Costco then appealed to the Supreme Court citing that the appeals court's ruling was inconsistent with the plain language of copyright law and the implication of the appeal's court decision was too onerous on retailers. The question that the Supreme Court will have to answer is:
Whether the Ninth Circuit correctly held that the first-sale doctrine does not apply to
imported goods manufactured abroad.
Several business groups and companies such as eBay have filed amicus curiae briefs in support of Costco's appeal but the US Department of Justice (DoJ) argued that the Supreme Court should reject Costco's appeal because the legal position was apparently clearly in Omega's favor. eBay's filing stated that the lower court's ruling
"could have a detrimental effect on the ability of buyers and sellers of secondary-market goods to engage in commerce in the United States."
It will not come as a surprise that high-end retail companies actively try to control distribution of their products to ensure that they do not retail for less or are sold in otherwise undesirable channels. However, these companies may often offer their products at a cheaper price to distributors based in countries other than where the product is inevitably retailed. Retailers such as Costco will buy the products from these overseas distributors and import them into the US to sell at a discount. This secondary market, so to speak, is known as the "gray market". According to a 2008 study by KPMG and the Alliance for Gray Market and Counterfeit Abatement represents $58 billion in products in just the technology industry alone and an overall potential loss of $10 billion annually. [The AmeriKat has been trying to find some recent data in regards to the gray market's impact on the fashion industry - please let her know if you know where any resides!] Richard Galanti, Chief Financial Officer for Costco however states that "vast majority" of what Costco buys is "directly from the manufacturers" and that goods from the gray market only account for a small proportion of their $70 billion revenue (which is still a large sum!).
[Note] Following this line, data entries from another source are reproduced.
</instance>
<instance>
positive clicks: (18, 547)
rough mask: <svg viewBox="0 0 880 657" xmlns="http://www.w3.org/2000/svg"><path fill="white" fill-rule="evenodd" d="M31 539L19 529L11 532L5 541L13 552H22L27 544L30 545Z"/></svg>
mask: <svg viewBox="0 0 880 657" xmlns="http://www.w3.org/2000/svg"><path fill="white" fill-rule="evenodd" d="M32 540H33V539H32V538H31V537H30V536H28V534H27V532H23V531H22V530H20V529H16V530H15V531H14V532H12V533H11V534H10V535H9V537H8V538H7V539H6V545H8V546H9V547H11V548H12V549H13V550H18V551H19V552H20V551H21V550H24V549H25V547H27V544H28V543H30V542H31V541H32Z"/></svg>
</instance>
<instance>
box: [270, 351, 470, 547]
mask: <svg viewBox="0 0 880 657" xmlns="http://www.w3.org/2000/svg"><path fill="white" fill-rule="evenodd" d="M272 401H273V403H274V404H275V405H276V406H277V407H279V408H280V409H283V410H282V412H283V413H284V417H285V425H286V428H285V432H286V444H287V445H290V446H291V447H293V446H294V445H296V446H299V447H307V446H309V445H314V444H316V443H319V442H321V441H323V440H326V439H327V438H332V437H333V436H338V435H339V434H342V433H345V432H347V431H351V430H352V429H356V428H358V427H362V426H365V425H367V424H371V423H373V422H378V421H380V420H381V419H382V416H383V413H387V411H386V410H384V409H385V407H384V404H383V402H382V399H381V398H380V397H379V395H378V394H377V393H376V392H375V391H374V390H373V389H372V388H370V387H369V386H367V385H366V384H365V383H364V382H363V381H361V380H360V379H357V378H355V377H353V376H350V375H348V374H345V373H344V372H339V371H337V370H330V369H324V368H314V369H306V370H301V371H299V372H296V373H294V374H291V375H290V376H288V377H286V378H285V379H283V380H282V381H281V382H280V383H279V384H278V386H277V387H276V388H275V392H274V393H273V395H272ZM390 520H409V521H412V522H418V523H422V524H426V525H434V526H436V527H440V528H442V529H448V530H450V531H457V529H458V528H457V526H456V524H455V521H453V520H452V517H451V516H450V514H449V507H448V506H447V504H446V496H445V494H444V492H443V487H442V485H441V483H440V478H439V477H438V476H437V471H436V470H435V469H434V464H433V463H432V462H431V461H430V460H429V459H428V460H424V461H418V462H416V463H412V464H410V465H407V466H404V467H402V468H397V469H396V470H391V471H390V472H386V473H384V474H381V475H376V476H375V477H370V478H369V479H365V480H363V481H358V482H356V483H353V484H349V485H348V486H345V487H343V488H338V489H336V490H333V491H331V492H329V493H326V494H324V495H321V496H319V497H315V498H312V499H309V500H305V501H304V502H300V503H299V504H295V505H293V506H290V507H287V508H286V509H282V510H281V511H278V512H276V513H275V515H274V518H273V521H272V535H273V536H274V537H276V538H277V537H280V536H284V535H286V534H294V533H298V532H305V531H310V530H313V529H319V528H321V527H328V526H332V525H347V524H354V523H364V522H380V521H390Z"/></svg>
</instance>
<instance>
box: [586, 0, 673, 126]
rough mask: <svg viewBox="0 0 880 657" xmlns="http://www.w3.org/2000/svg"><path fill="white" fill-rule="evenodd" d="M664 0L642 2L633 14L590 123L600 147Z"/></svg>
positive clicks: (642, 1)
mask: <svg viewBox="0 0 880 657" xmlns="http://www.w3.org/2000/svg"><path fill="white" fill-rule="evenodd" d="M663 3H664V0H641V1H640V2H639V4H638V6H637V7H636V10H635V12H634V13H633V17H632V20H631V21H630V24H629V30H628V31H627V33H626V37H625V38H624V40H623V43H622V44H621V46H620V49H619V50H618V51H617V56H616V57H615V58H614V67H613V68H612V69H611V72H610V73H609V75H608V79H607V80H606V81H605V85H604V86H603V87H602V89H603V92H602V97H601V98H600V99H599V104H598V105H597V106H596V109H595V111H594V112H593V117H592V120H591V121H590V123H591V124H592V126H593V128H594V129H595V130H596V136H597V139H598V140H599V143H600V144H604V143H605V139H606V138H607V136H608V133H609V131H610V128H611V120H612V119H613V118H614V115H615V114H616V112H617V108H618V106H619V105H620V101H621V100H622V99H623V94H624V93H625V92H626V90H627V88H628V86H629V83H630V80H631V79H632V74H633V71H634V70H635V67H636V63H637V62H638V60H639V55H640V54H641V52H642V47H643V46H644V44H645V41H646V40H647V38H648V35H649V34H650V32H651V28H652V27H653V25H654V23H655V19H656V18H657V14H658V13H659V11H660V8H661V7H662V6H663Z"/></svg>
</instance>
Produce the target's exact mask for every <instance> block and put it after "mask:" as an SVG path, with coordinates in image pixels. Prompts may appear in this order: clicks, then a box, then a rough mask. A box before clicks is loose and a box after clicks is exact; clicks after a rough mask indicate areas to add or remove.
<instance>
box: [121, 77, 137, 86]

The Supreme Court's decision will have a substantial impact on what goods retailers, especially those on-line retailers such as eBay or Amazon, can sell and import into the U.S. If luxury brands and companies are concerned to control the distribution and retail prices of their goods, then they should be charged with ensuring that their contract with the distributor stipulates that the subsequent retail price is set in stone and/or restricted to non-US countries or just cut out the middle man and sell straight to the retailer or consumer. To hold otherwise would in essence allow companies to overly control trade channels through the guise of copyright law (and you can just predict the increased litigation if the Supreme Court were to uphold the 9th Circuit's ruling).
(picture top right - if the AmeriKat had a Seamaster watch, it would let her know it was nap-time)
The AmeriKat is hopeful that the doctrine of first-sale should come out fighting strong. There are too many interests, commercial and consumer alike, that could be severely affected if the Supreme Court held otherwise. The oral arguments are expected to be heard this September.